September 18, 2008, 11:38 AM — Tata Teleservices, a mobile services company in India, launched BlackBerry mobile services in the country Thursday, after a long controversy over whether the service poses a security threat to the nation.
The launch comes even as Indian government agencies are still investigating the security issues arising from the BlackBerry service, according to informed sources.
In March, Tata Teleservices said that India's Department of Telecommunications had refused it permission to offer BlackBerry services, citing security concerns.
Tata Teleservices' competitors Bharti Airtel and Reliance Communications already offer the service. Bharti Airtel launched a new model of the BlackBerry, called BlackBerry Bold, on Thursday.
The Indian government askedÂ RIM earlier this year to provide the country's security agencies access to e-mails and other communications sent or received on BlackBerry devices, according to sources. The government was worried that terrorists were using BlackBerry devices to communicate with one another.

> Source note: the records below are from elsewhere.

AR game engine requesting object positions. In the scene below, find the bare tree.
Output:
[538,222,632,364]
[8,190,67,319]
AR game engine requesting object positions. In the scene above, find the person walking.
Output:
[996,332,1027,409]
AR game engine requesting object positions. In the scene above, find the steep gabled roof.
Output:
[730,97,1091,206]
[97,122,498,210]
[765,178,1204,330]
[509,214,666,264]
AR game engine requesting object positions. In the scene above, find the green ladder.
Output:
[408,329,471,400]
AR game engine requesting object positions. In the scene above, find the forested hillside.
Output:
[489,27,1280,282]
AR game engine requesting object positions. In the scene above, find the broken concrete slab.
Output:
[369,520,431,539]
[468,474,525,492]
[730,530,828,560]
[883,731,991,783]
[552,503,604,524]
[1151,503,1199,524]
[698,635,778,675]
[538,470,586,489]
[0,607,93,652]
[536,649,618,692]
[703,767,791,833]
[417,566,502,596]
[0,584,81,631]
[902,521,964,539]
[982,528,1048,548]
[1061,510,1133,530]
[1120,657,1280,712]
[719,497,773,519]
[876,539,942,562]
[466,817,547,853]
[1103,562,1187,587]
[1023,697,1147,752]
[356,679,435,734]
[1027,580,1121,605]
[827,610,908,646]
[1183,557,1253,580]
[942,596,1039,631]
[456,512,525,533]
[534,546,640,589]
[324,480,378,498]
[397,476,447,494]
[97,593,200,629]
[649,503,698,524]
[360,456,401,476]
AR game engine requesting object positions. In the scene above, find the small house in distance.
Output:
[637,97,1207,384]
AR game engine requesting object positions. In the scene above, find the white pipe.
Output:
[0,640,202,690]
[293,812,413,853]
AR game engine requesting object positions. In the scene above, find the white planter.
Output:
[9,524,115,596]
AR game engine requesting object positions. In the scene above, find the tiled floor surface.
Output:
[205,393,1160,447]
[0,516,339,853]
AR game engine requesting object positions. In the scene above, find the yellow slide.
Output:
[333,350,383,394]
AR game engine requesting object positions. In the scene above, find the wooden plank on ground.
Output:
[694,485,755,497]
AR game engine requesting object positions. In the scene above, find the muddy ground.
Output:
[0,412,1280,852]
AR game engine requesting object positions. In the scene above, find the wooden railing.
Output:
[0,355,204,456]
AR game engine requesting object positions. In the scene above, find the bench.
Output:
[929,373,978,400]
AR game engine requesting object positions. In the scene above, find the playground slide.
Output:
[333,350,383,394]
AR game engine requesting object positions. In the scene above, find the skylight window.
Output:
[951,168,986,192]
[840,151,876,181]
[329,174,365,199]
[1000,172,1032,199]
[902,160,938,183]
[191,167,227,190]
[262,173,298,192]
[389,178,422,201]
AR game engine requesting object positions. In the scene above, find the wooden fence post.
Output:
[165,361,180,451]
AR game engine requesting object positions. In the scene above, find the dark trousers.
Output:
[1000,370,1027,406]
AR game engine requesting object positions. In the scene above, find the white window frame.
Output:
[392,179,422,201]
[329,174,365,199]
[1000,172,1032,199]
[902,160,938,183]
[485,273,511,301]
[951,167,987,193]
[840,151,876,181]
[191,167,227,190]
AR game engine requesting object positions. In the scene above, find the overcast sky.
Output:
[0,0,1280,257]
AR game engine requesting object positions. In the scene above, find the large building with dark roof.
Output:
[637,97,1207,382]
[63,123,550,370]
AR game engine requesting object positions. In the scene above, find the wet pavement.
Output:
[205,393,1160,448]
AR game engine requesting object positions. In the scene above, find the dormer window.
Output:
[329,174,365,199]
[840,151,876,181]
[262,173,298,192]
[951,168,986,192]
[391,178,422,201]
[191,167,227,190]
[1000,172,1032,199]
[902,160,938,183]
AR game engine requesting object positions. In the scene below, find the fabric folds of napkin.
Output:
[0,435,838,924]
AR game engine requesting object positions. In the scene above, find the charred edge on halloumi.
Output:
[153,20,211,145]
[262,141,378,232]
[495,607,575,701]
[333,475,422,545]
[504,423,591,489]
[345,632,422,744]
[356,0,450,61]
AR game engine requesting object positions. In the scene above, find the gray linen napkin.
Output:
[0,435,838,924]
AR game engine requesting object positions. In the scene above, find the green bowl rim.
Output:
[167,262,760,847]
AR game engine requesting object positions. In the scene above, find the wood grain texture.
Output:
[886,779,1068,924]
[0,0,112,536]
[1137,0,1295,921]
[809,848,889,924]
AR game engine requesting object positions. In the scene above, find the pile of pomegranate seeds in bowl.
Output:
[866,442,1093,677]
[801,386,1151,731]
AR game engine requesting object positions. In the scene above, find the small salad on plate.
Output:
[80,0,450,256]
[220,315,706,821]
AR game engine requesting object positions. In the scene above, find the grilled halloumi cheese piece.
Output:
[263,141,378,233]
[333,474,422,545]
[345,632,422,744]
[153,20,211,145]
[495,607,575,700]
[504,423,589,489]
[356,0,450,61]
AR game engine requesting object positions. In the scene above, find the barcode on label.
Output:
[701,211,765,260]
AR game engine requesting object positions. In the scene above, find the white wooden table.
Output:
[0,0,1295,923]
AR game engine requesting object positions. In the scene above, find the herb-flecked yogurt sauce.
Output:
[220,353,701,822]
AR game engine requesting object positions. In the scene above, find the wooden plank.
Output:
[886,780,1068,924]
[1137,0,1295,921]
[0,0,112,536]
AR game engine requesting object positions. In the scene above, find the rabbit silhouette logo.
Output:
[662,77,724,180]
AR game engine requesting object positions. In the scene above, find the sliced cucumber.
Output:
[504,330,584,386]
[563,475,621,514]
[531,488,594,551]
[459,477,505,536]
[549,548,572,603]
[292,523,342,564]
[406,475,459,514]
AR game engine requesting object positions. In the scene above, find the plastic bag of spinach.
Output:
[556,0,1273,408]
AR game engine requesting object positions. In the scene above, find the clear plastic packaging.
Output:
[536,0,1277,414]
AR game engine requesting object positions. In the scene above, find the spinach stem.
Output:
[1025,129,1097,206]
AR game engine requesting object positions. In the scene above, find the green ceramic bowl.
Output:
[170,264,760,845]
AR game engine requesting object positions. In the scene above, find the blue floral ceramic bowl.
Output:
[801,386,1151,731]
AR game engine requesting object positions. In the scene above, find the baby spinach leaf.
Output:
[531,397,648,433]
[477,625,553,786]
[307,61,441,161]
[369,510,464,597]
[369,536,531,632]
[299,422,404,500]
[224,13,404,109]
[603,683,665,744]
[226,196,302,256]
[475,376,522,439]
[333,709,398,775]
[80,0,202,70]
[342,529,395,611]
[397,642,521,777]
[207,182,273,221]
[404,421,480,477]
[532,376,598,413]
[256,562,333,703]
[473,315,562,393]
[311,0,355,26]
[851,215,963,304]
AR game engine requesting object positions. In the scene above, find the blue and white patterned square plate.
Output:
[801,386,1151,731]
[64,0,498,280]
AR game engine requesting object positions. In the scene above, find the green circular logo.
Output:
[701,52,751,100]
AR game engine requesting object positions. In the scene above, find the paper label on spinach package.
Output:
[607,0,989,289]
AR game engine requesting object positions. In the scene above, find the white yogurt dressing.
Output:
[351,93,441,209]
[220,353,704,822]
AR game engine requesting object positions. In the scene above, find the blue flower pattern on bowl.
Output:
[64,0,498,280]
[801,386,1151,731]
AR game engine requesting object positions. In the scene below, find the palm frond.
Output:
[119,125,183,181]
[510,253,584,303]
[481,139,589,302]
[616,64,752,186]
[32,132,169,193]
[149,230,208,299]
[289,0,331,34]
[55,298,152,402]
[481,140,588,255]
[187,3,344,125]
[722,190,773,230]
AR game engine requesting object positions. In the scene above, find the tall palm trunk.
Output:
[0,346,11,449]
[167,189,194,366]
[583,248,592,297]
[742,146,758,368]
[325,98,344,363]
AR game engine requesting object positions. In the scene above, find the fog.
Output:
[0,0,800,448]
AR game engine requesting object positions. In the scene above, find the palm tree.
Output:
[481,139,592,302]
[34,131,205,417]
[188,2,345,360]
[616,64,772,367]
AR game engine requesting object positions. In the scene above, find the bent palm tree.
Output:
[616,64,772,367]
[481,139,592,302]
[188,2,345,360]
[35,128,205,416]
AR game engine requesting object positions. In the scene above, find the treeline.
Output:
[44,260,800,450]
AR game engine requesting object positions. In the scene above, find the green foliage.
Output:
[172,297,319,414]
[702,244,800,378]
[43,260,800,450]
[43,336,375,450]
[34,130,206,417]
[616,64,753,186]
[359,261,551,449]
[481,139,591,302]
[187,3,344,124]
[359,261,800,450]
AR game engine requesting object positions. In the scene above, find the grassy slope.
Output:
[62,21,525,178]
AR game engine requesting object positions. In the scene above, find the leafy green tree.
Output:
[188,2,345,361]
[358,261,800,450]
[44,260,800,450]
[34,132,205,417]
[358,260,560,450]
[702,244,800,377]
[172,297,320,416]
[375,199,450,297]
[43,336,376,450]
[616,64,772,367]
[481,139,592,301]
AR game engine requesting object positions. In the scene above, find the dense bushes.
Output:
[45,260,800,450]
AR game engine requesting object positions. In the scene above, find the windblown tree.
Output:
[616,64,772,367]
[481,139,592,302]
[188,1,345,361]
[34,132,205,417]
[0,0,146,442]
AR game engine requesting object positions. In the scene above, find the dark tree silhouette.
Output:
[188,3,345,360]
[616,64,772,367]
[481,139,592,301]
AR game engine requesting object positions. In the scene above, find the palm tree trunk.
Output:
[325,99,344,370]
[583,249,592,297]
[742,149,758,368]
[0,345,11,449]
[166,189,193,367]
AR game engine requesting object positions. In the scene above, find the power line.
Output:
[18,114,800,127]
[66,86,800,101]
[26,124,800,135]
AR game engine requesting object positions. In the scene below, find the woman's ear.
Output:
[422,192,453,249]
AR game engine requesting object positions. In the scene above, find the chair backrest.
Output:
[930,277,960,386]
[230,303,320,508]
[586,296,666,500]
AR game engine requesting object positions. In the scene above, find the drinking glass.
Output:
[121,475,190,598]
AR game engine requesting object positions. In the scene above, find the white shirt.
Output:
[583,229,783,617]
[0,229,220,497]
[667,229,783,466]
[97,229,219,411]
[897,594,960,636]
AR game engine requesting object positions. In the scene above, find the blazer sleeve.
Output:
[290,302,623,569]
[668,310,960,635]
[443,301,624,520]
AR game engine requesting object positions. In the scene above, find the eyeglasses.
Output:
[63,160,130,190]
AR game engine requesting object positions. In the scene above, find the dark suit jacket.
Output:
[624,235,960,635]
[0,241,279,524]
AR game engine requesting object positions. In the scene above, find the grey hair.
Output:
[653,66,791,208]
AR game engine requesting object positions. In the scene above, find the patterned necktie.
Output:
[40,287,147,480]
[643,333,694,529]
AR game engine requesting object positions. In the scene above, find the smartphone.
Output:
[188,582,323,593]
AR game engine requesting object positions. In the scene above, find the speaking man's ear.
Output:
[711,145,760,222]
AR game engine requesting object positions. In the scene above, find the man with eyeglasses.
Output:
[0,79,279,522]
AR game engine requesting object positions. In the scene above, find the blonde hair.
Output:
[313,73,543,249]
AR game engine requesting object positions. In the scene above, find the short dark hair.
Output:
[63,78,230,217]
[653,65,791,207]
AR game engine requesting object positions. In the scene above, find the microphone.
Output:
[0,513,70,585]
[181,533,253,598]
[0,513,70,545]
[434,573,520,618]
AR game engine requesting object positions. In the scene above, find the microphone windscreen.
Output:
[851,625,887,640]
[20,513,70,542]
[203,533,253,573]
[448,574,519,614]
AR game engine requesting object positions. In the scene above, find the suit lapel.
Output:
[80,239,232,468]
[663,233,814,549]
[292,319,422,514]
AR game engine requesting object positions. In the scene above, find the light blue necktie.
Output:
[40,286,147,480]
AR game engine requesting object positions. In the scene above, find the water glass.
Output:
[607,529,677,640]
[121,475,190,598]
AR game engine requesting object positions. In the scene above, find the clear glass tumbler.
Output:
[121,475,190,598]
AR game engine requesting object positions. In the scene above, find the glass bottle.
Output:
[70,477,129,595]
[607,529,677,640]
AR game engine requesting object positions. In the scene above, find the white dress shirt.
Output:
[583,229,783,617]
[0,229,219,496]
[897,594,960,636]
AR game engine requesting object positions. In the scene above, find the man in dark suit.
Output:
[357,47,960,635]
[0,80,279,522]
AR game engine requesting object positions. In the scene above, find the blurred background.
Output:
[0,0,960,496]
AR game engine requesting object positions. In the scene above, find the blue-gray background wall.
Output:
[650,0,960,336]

RIM said in May that it was unable to provide that access to the Indian government.
The BlackBerry security architecture for enterprise customers is specially designed to exclude the capability for RIM or any third party to read encrypted information under any circumstances, the company said.
An indication of the government's unexpected change of stance on the Tata Teleservices issue came in July when the country's Telecom Secretary Siddharth Behura told reporters in Delhi that there was no threat from BlackBerry services. The country's Telecom Minister A. Raja said in early June that the security issues over BlackBerry were likely to be resolved by the end of the month.
Behura also said that Tata Teleservices did not require permission from the government to offer the BlackBerry service, as it is a value-added service provided by operators.
Tata Teleservices subsequently firmed up plans to roll out the service.
Tata Teleservices was not available for comment on the launch of the service on Thursday, although it issued a press release. A RIM spokesman said the company had talks with the government, but did not go into details over whether there had been a resolution to the issues.
The government may have allowed Tata Teleservices to go ahead and launch the service, having decided that it would later instruct Tata Teleservices and other operators offering the service, depending on the outcome of its continued negotiations with RIM, according to sources.